Privacy Policy & NPP

Privacy Policy & Notice of Privacy Practices

HIPAA-compliant privacy protection through our AWS-native security architecture. Your logistical facilitation data is safeguarded within our encrypted fortress.

Effective Date: January 29, 2026

Notice of Privacy Practices (NPP)

HIPAA Privacy Rule Compliance

Medical Tourism Chat is a HIPAA-compliant platform engineered from the ground up to safeguard your privacy. This Notice of Privacy Practices (NPP) describes how we collect, use, and disclose Logistical Facilitation Data in accordance with the Health Insurance Portability and Accountability Act (HIPAA) Privacy Rule.

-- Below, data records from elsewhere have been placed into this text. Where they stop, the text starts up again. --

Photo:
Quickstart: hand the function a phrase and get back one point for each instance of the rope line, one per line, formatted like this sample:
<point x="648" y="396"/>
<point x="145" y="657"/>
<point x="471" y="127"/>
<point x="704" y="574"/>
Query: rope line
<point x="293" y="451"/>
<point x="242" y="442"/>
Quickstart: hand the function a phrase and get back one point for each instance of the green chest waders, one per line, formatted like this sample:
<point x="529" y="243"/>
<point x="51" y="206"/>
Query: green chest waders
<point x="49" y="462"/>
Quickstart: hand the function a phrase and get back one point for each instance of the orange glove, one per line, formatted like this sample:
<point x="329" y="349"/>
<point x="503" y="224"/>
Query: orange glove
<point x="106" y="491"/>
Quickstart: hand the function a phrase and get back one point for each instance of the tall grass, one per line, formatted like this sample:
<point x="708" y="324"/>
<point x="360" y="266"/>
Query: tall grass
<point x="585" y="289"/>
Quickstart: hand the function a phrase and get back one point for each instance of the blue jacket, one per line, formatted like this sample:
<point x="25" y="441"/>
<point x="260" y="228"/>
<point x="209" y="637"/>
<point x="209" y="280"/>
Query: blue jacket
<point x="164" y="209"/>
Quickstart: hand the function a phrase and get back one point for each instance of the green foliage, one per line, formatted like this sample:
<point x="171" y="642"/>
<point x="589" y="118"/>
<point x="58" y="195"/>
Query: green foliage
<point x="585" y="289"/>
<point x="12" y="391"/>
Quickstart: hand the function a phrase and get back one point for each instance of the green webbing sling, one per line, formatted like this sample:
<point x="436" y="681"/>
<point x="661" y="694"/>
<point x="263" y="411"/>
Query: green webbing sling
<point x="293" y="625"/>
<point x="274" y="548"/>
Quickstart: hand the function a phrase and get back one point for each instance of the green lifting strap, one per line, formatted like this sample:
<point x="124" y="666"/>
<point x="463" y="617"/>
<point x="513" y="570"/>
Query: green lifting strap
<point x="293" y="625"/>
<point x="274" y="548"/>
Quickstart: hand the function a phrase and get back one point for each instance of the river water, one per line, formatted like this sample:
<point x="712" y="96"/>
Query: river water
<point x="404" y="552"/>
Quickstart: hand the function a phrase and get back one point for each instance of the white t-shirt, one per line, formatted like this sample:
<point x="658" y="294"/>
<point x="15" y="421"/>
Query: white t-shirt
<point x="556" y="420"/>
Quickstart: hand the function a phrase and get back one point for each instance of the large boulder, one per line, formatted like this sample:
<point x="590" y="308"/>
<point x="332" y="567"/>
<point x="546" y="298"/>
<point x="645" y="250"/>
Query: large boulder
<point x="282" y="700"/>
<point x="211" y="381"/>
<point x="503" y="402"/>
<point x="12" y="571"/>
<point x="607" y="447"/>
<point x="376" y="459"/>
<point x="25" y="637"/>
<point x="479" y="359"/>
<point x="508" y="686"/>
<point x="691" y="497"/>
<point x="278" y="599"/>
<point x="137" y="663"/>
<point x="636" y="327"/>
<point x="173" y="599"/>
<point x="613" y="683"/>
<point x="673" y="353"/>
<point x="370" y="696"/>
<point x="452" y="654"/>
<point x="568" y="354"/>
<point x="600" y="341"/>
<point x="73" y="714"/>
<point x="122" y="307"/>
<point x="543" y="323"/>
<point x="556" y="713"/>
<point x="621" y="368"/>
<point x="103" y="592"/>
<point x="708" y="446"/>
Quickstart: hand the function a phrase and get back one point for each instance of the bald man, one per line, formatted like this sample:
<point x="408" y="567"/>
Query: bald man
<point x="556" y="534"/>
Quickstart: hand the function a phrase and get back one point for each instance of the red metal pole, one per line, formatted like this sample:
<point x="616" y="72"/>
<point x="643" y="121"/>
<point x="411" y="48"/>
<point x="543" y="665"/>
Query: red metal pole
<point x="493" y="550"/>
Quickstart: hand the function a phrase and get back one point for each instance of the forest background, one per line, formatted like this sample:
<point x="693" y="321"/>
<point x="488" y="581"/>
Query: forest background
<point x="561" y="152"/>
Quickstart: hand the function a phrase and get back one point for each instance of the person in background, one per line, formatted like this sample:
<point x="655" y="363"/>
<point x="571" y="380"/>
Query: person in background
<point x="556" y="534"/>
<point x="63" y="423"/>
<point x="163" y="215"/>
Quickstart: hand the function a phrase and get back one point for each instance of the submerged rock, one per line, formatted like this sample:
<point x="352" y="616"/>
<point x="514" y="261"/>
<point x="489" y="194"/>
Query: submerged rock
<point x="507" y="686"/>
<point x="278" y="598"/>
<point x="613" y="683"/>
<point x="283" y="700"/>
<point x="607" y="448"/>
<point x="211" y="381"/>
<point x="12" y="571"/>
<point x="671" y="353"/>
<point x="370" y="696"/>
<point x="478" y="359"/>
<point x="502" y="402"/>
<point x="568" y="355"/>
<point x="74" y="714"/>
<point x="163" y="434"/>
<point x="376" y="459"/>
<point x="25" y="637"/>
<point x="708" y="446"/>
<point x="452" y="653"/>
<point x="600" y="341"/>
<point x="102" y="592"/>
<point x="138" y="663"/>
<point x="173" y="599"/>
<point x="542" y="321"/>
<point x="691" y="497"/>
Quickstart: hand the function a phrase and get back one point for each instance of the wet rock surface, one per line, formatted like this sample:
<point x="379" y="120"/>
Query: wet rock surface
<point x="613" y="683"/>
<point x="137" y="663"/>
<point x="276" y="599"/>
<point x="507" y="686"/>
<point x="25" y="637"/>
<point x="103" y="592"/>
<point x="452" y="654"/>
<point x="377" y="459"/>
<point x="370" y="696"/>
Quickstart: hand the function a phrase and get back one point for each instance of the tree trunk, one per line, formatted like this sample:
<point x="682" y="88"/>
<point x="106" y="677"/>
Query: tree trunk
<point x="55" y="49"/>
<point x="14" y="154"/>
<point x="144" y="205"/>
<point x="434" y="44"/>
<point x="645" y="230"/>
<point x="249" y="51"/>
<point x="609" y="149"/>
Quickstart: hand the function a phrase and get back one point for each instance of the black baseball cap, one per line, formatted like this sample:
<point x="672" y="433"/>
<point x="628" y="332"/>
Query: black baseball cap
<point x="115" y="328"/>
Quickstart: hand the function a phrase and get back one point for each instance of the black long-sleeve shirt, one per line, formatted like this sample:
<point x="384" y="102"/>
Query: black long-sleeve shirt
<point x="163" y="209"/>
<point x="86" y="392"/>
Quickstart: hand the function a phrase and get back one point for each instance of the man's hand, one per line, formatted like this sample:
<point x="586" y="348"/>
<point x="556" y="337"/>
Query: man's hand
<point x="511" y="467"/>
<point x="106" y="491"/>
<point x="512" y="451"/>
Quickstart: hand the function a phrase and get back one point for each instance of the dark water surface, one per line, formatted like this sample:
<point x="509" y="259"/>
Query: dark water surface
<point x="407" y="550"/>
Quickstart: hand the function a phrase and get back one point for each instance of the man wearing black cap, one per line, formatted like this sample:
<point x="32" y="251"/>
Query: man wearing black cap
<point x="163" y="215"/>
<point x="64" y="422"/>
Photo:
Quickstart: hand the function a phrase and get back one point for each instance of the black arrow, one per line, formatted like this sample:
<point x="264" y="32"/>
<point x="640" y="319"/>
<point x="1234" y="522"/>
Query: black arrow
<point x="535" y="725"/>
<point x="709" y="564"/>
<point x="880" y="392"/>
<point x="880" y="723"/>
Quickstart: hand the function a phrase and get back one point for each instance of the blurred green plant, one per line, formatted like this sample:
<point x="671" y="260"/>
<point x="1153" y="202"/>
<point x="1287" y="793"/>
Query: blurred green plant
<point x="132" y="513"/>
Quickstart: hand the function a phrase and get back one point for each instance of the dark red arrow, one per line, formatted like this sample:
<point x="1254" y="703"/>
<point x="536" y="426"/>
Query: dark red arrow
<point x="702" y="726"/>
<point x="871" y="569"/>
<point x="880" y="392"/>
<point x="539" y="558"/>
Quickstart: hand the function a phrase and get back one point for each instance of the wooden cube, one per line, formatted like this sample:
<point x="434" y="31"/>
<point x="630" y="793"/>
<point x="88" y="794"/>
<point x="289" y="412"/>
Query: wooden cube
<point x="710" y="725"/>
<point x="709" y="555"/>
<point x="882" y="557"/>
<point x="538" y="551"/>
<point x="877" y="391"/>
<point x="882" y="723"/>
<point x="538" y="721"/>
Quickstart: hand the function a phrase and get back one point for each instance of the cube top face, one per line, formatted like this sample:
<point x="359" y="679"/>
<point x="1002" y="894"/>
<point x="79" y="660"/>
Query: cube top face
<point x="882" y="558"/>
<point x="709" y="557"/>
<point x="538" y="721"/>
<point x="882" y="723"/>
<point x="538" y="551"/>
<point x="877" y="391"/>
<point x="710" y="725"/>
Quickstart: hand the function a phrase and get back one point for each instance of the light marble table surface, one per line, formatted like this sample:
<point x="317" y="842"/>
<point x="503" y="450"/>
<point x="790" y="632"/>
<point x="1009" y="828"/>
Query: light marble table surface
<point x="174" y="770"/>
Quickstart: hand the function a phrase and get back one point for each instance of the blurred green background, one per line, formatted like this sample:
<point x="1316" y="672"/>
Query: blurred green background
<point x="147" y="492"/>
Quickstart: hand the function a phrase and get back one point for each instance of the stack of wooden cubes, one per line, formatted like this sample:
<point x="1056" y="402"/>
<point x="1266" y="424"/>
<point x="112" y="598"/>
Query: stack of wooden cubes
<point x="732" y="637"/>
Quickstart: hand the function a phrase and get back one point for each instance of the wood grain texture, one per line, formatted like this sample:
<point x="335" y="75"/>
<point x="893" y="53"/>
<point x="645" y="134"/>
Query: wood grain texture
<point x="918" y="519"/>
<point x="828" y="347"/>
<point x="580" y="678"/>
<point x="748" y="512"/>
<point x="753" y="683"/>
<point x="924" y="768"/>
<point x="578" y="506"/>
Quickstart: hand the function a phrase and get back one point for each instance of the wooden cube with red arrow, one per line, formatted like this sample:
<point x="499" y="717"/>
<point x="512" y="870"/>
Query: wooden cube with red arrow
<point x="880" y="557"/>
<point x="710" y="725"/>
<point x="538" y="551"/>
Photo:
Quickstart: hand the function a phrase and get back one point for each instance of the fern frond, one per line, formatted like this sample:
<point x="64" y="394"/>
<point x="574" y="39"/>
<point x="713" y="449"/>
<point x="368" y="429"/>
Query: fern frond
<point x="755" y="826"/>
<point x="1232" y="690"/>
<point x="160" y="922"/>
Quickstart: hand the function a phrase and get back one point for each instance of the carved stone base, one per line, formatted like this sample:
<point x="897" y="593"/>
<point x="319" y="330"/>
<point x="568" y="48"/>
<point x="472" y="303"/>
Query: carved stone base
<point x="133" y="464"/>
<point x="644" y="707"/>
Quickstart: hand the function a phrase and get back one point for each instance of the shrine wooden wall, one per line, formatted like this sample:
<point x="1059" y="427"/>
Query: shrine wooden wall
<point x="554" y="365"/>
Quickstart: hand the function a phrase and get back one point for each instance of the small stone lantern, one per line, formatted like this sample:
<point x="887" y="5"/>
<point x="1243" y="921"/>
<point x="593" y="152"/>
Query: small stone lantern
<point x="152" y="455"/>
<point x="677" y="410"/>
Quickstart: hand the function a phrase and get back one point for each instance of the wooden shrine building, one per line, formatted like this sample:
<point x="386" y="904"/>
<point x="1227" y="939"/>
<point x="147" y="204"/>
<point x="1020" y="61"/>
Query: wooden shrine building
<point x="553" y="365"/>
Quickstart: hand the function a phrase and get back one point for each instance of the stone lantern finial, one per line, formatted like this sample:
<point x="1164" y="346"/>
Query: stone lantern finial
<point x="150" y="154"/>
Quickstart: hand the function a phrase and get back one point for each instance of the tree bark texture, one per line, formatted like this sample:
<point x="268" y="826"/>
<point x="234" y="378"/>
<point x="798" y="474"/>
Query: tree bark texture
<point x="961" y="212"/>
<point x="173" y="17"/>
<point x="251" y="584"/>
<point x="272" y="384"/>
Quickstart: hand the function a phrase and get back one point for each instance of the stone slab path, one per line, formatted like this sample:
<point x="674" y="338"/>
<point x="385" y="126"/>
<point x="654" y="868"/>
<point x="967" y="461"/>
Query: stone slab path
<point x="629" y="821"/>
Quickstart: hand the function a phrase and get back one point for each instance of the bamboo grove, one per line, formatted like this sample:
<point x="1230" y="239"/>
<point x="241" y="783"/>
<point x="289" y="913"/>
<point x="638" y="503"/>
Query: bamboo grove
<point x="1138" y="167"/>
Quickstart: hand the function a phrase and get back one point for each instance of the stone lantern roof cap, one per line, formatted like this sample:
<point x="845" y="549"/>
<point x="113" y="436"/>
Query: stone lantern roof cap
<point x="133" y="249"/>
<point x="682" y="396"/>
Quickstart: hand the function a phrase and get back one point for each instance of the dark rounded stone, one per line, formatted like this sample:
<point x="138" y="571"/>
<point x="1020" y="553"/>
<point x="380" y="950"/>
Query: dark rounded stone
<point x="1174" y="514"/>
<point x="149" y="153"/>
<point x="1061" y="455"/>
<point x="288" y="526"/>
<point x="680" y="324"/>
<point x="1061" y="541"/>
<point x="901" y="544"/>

Our platform is built on a 100% AWS-native infrastructure designed to keep your data secure within a single, encrypted ecosystem. Unlike conventional platforms that rely on third-party tracking and analytics services, Medical Tourism Chat processes all data internally through AWS services protected by a Business Associate Agreement (BAA).

HIPAA Compliance Officer

Medical Tourism Chat has designated a HIPAA Compliance Officer responsible for ensuring adherence to all applicable privacy and security regulations:

Compliance Officer

  • Name: Josiah Brown
  • Email: help@medicaltourismchat.com
  • Role: Oversees HIPAA compliance, privacy practices, and data security protocols

For all privacy-related inquiries, complaints, or requests to exercise your rights under HIPAA, please contact our Compliance Officer directly at help@medicaltourismchat.com.

What We Are: Educational Resources & Logistical Facilitation

Medical Tourism Chat provides Educational Resources for Medical Travel and Logistical Facilitation services. We help users explore international healthcare options, understand procedural considerations, and coordinate travel logistics.

We are NOT a medical provider, healthcare facility, or licensed medical practice. We do not provide medical advice, diagnoses, treatment recommendations, or clinical services. All medical decisions should be made in consultation with qualified, licensed healthcare professionals.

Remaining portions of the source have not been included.